Of course, Bartók is the poster child for ethnomusicology, devoting much of his life to native music studies in a land from which his predecessors Liszt and Brahms mined many nuggets, although these ores often assayed as pyrite or even filigreed lead. Last evening’s program consisted of snippets of music written by him and his colleague Zoltan Kodaly (played by the string quartet) and inspired by the Hungarian folk tradition as related to the audience by a group of ethnic types who did their best to try and look disreputable but betrayed their conventionality by presenting surprisingly listless examples of Transylvanian ditties (I believe that most of us were hoping for something a bit less tame). My knowledge of the technical and interpretive nuances of the gardon being nonexistent, it would be impossible for me to evaluate the level of play, so let me just put on my reporter’s hat (the 1930’s fedora with the press pass sticking up out if it) and offer a brief description.

Muzsikas would play for a while and then the Takacs would do the same. Obviously, the point of all of this was to make clear the connections between the two types of music, however, by offering only bleeding chunks of the more serious examples, no one was well served, not the composer, not the folkies, not the crowd. Particularly hard to swallow was the overlay of Moldavian and Romanian dances during works of great power and invention like the Bartok Fourth Quartet and, yes, even his Romanian Folk Dances. If the composer had wanted this particular music, played in this particular manner, in his piece, then he jolly well would have put it there. Without question, those audience members who cared to could learn a musical lesson, although, for this reviewer, the presentation reminded of a rather dry as dust ethnomusicology class. But also unequivocally, no one left the hall having heard a single piece of Bartok or Kodaly played properly from beginning to end (although some may have thought that they had).
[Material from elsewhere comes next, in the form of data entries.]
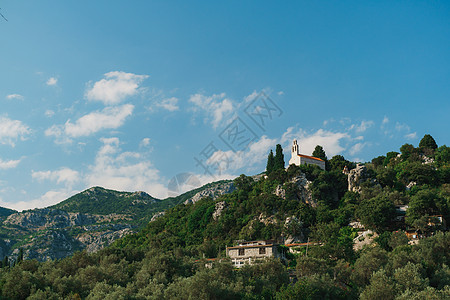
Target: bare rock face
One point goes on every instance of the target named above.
(294, 230)
(280, 192)
(357, 176)
(93, 241)
(54, 234)
(48, 218)
(157, 215)
(213, 192)
(301, 185)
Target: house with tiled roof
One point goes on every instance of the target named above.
(249, 252)
(302, 159)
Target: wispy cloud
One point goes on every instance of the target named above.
(8, 164)
(115, 87)
(170, 104)
(12, 130)
(411, 136)
(14, 97)
(49, 198)
(108, 118)
(64, 175)
(52, 81)
(216, 107)
(362, 127)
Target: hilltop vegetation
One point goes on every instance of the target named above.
(166, 259)
(88, 220)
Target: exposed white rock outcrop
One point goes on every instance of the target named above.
(213, 192)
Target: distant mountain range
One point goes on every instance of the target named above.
(89, 220)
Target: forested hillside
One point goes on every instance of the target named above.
(181, 255)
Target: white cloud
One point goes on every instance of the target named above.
(128, 171)
(251, 97)
(411, 136)
(170, 104)
(363, 126)
(12, 130)
(49, 198)
(52, 81)
(330, 141)
(108, 118)
(8, 164)
(64, 175)
(216, 106)
(14, 97)
(401, 127)
(255, 156)
(145, 142)
(356, 148)
(115, 87)
(49, 113)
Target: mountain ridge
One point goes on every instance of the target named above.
(91, 220)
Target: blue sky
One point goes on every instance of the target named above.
(126, 95)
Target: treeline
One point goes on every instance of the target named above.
(168, 259)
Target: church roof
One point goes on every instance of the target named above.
(311, 157)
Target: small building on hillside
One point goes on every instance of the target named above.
(301, 159)
(252, 251)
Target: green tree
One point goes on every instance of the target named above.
(428, 142)
(319, 153)
(390, 157)
(376, 213)
(270, 163)
(442, 155)
(338, 162)
(279, 158)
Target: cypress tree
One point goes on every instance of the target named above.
(279, 158)
(270, 163)
(320, 153)
(428, 142)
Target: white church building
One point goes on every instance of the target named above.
(301, 159)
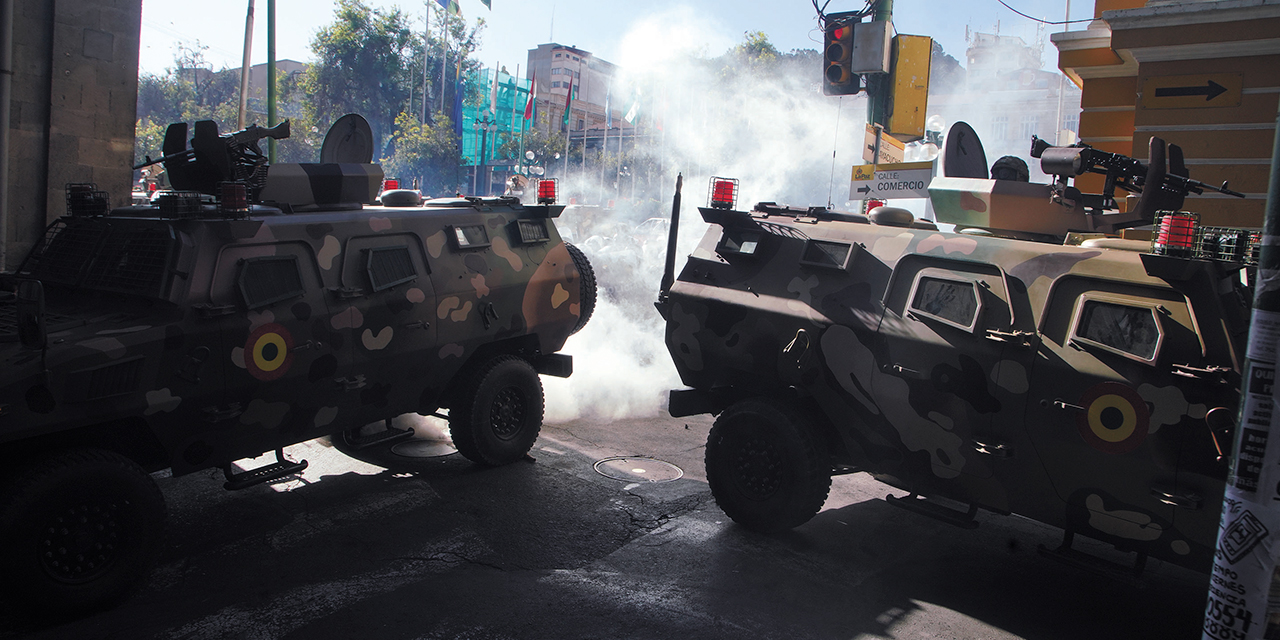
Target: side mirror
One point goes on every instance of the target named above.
(1221, 424)
(31, 315)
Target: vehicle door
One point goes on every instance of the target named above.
(1105, 407)
(282, 385)
(385, 307)
(955, 365)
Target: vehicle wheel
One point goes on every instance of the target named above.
(586, 292)
(767, 466)
(499, 414)
(78, 531)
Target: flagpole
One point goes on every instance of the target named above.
(604, 146)
(444, 53)
(426, 48)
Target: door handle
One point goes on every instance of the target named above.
(1187, 501)
(1061, 405)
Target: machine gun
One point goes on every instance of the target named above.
(213, 159)
(1161, 188)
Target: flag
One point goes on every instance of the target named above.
(632, 109)
(493, 94)
(533, 96)
(568, 100)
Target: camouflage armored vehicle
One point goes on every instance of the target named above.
(1075, 378)
(205, 329)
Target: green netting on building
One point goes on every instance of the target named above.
(503, 106)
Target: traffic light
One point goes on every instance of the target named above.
(837, 77)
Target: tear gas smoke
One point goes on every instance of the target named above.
(764, 123)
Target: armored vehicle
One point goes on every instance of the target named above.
(257, 307)
(1024, 364)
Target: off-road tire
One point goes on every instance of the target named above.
(586, 287)
(499, 414)
(767, 466)
(80, 530)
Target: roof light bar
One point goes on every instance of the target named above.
(723, 193)
(547, 191)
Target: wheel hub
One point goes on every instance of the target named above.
(759, 467)
(508, 412)
(82, 542)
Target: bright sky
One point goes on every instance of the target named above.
(599, 26)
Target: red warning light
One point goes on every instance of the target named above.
(723, 192)
(1176, 234)
(547, 191)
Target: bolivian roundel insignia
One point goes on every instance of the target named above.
(1115, 417)
(269, 352)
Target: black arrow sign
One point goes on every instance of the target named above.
(1210, 91)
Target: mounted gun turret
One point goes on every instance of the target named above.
(1050, 211)
(213, 159)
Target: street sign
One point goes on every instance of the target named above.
(891, 149)
(891, 181)
(1205, 90)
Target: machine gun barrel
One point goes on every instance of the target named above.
(247, 136)
(1124, 172)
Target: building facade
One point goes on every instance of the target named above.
(1203, 76)
(1008, 96)
(71, 103)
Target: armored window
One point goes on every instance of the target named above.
(1125, 329)
(388, 266)
(744, 243)
(132, 260)
(265, 280)
(954, 302)
(531, 232)
(472, 236)
(833, 255)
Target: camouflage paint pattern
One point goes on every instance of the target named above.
(202, 357)
(993, 393)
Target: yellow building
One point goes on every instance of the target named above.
(1200, 74)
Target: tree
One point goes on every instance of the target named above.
(187, 91)
(426, 151)
(364, 64)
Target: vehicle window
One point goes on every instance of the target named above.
(954, 302)
(531, 232)
(1127, 329)
(826, 254)
(471, 236)
(265, 280)
(388, 266)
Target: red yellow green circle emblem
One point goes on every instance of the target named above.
(1115, 419)
(269, 352)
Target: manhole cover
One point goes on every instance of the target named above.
(632, 469)
(423, 449)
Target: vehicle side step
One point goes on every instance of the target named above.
(352, 437)
(919, 504)
(282, 467)
(1084, 561)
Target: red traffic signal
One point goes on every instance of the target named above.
(837, 54)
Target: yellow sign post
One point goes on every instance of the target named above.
(1200, 91)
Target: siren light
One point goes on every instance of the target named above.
(1176, 234)
(547, 190)
(723, 193)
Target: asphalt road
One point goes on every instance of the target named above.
(439, 548)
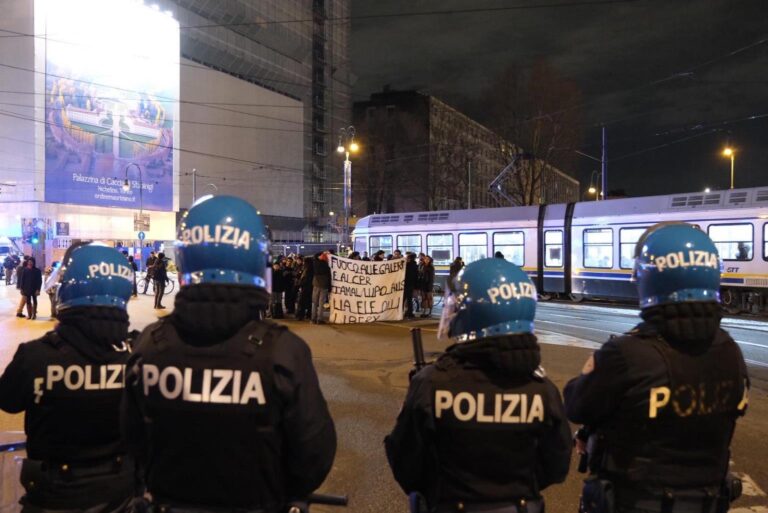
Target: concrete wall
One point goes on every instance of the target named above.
(260, 133)
(17, 102)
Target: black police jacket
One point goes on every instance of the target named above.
(663, 412)
(69, 383)
(482, 424)
(241, 423)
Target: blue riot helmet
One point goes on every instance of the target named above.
(94, 275)
(222, 240)
(494, 297)
(674, 263)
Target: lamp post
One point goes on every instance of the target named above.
(730, 152)
(127, 188)
(346, 146)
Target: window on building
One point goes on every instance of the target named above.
(473, 246)
(380, 242)
(440, 248)
(511, 245)
(598, 248)
(733, 241)
(410, 243)
(765, 241)
(553, 248)
(360, 245)
(628, 238)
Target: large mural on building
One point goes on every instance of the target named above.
(111, 99)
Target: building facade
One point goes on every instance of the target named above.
(419, 154)
(289, 47)
(249, 101)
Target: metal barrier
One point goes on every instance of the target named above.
(12, 452)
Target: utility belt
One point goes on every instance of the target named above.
(520, 506)
(172, 508)
(79, 484)
(601, 496)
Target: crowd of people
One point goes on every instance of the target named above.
(215, 409)
(301, 284)
(29, 282)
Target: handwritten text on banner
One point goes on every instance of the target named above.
(366, 291)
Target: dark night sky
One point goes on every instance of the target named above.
(614, 53)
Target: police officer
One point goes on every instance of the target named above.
(70, 383)
(483, 429)
(661, 401)
(224, 407)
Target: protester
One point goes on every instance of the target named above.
(149, 263)
(159, 277)
(427, 283)
(135, 268)
(30, 284)
(411, 282)
(321, 284)
(456, 267)
(305, 290)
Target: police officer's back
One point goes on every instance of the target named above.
(69, 383)
(661, 401)
(483, 427)
(224, 408)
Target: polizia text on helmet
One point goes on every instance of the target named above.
(218, 234)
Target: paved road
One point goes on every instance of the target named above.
(363, 371)
(595, 323)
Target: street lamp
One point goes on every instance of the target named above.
(730, 152)
(346, 146)
(593, 183)
(127, 186)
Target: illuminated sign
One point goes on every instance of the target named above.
(111, 103)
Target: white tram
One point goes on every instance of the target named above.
(585, 250)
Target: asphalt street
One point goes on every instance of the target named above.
(364, 375)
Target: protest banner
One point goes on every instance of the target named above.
(366, 291)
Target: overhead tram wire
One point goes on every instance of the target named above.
(161, 98)
(263, 165)
(186, 122)
(197, 65)
(435, 12)
(674, 76)
(205, 102)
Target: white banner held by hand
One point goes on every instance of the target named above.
(366, 291)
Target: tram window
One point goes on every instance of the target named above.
(410, 243)
(765, 241)
(380, 242)
(733, 241)
(512, 246)
(360, 244)
(440, 248)
(598, 248)
(628, 238)
(553, 248)
(473, 246)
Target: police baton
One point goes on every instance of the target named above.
(418, 350)
(317, 498)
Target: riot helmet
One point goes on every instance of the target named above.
(676, 262)
(222, 240)
(494, 297)
(94, 275)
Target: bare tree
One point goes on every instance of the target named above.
(537, 113)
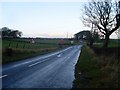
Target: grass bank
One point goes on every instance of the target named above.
(18, 49)
(96, 70)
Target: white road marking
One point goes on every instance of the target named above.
(34, 64)
(68, 57)
(3, 76)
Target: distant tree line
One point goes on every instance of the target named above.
(5, 32)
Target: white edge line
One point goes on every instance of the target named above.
(3, 76)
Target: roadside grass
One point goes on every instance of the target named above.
(19, 54)
(18, 49)
(96, 71)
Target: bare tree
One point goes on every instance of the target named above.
(104, 14)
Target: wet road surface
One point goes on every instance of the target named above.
(54, 70)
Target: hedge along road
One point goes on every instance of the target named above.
(54, 70)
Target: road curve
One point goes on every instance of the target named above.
(54, 70)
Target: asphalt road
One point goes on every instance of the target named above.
(54, 70)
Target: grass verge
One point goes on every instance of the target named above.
(96, 71)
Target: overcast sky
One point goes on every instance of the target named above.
(43, 19)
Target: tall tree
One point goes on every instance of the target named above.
(104, 14)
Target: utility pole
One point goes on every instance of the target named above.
(67, 35)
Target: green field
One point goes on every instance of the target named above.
(18, 49)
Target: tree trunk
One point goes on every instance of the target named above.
(106, 41)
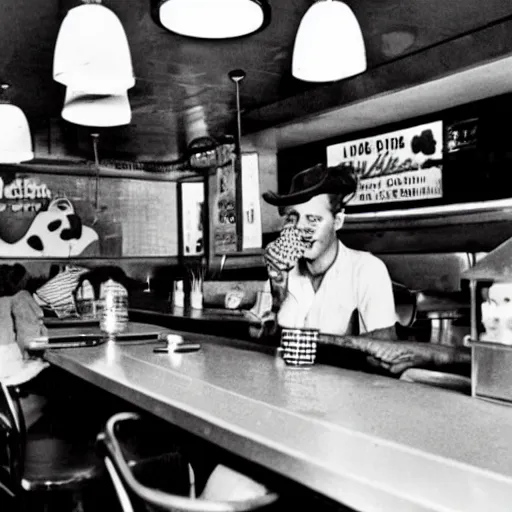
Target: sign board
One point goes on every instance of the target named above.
(251, 231)
(404, 165)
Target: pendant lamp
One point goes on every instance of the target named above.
(212, 19)
(98, 110)
(329, 44)
(15, 138)
(92, 52)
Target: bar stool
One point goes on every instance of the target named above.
(39, 462)
(133, 494)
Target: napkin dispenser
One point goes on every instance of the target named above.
(490, 282)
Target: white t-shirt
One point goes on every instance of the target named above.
(356, 280)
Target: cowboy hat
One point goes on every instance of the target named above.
(316, 180)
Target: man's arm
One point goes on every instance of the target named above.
(385, 350)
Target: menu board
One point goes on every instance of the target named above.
(403, 165)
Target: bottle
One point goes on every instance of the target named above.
(114, 315)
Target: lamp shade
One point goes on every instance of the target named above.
(329, 44)
(92, 52)
(96, 110)
(15, 139)
(213, 19)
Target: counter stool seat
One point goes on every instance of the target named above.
(40, 462)
(134, 494)
(53, 464)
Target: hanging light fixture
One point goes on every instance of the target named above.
(92, 52)
(96, 110)
(329, 44)
(212, 19)
(15, 138)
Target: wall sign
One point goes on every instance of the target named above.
(251, 231)
(37, 223)
(224, 214)
(404, 165)
(57, 216)
(192, 201)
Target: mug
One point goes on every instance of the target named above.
(298, 346)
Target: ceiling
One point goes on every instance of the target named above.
(182, 85)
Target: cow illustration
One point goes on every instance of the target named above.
(57, 232)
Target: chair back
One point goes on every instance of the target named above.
(12, 432)
(127, 485)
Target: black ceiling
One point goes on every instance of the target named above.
(178, 79)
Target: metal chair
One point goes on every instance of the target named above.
(133, 494)
(41, 463)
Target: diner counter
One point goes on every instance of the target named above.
(369, 442)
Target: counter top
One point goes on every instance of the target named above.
(369, 442)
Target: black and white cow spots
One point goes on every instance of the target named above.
(56, 232)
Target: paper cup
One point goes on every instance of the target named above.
(298, 346)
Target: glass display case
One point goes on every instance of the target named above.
(490, 281)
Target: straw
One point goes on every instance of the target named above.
(197, 275)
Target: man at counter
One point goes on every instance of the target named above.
(318, 282)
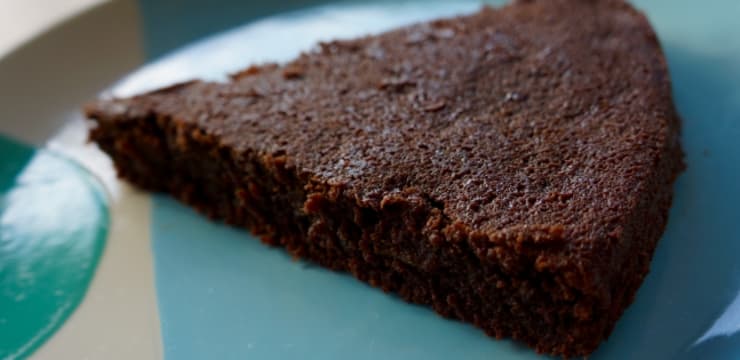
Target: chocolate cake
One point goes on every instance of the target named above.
(511, 168)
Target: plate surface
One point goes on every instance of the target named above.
(221, 294)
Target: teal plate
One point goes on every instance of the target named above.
(53, 225)
(224, 295)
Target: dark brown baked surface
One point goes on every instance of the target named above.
(512, 168)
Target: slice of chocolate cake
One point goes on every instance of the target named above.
(511, 168)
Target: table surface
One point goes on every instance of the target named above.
(22, 20)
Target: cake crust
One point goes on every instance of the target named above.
(511, 168)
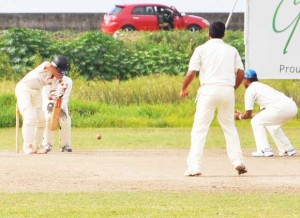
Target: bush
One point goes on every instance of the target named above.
(96, 56)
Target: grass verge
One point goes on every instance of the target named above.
(149, 204)
(148, 138)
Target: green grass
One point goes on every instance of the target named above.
(149, 204)
(149, 138)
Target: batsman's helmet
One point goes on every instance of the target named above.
(61, 63)
(250, 74)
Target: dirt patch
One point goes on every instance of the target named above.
(143, 170)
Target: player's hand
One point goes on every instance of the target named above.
(184, 93)
(237, 114)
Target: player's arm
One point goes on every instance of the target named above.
(239, 78)
(243, 116)
(186, 82)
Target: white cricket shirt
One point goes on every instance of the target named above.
(37, 78)
(263, 95)
(217, 62)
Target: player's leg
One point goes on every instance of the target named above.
(29, 119)
(281, 140)
(258, 123)
(226, 120)
(49, 135)
(282, 115)
(40, 121)
(65, 132)
(203, 116)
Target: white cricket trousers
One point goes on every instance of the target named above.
(64, 131)
(30, 105)
(210, 98)
(272, 119)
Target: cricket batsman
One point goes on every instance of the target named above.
(29, 100)
(49, 96)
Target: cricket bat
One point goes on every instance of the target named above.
(55, 114)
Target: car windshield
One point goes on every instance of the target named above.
(116, 10)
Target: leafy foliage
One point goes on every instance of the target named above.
(96, 56)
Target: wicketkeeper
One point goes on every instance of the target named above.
(29, 101)
(277, 109)
(64, 117)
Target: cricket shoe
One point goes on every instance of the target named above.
(192, 173)
(241, 169)
(290, 152)
(47, 148)
(66, 148)
(267, 152)
(29, 151)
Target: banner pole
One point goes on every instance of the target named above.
(229, 17)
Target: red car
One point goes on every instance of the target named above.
(149, 17)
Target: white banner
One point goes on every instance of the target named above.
(272, 38)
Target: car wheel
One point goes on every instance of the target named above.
(128, 28)
(194, 28)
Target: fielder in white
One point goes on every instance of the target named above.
(221, 72)
(29, 100)
(277, 109)
(64, 119)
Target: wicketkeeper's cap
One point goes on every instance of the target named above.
(250, 73)
(61, 63)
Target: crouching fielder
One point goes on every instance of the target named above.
(64, 117)
(29, 100)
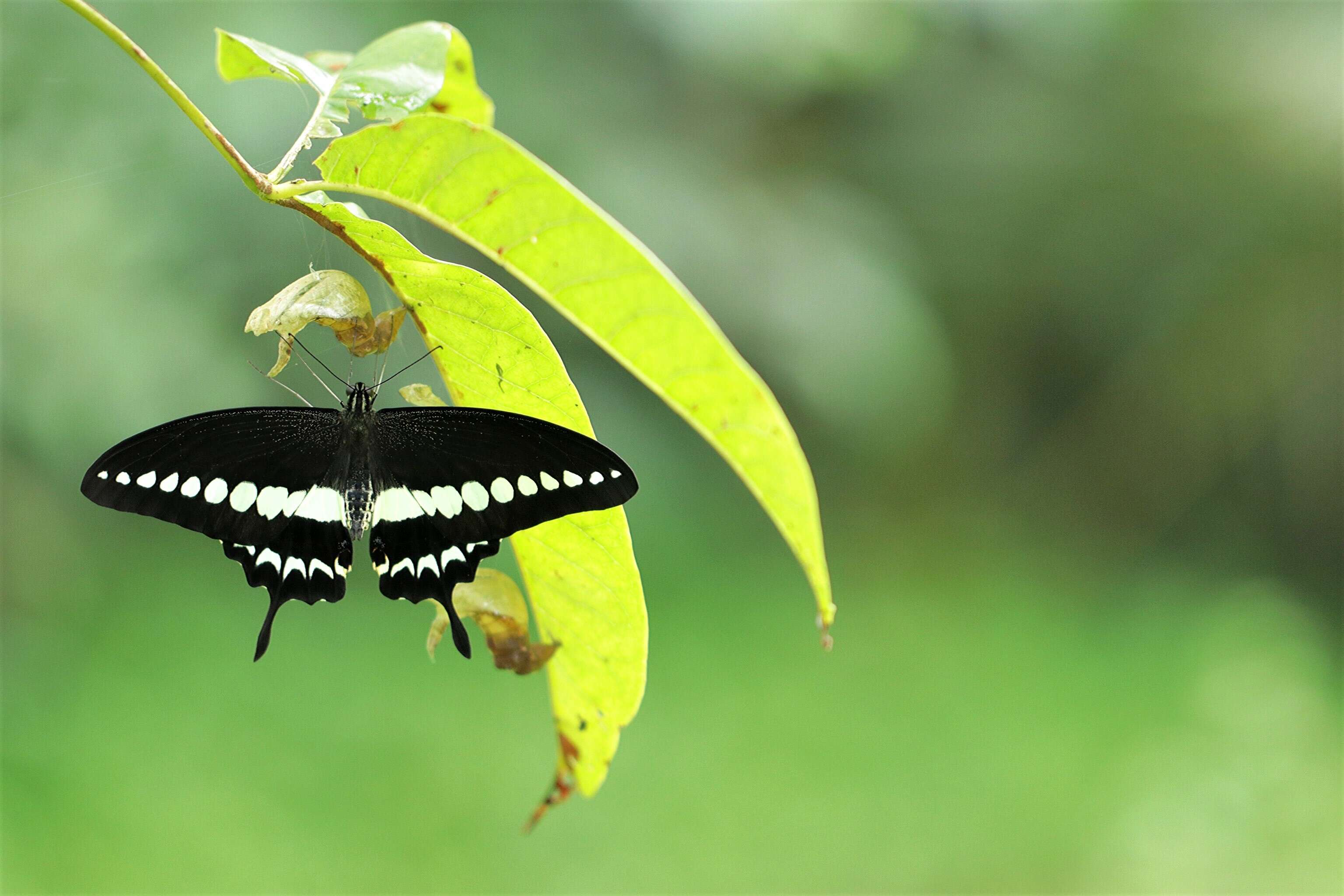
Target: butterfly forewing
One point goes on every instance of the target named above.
(486, 475)
(256, 479)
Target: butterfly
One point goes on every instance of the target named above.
(288, 491)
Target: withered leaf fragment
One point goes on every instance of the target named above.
(421, 396)
(497, 604)
(331, 299)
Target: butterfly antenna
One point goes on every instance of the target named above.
(409, 366)
(320, 379)
(295, 339)
(281, 385)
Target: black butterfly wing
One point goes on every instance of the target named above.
(451, 483)
(259, 480)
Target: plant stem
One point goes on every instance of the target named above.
(255, 179)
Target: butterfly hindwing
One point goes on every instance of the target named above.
(416, 559)
(307, 562)
(255, 480)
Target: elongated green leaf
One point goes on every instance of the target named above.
(421, 68)
(580, 570)
(491, 192)
(240, 58)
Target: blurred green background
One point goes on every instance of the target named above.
(1053, 298)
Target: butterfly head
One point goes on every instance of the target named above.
(359, 398)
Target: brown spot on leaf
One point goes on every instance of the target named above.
(561, 788)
When Leon Botstein presented an evening of folk-inspired works a couple of seasons ago at Avery Fisher, he simply allowed his American Symphony Orchestra to perform them as written. Before that concert, composer in residence Richard Wilson began his lecture by stating that he was a particularly bad choice to be giving a talk about ethnicity because he “didn’t have one”. Whilst listening to this pastiche of a program, I was ruminating on that witticism and trying to formulate one of my own when the insistent rumblings of the subway trains reminded that it was time for me to go home.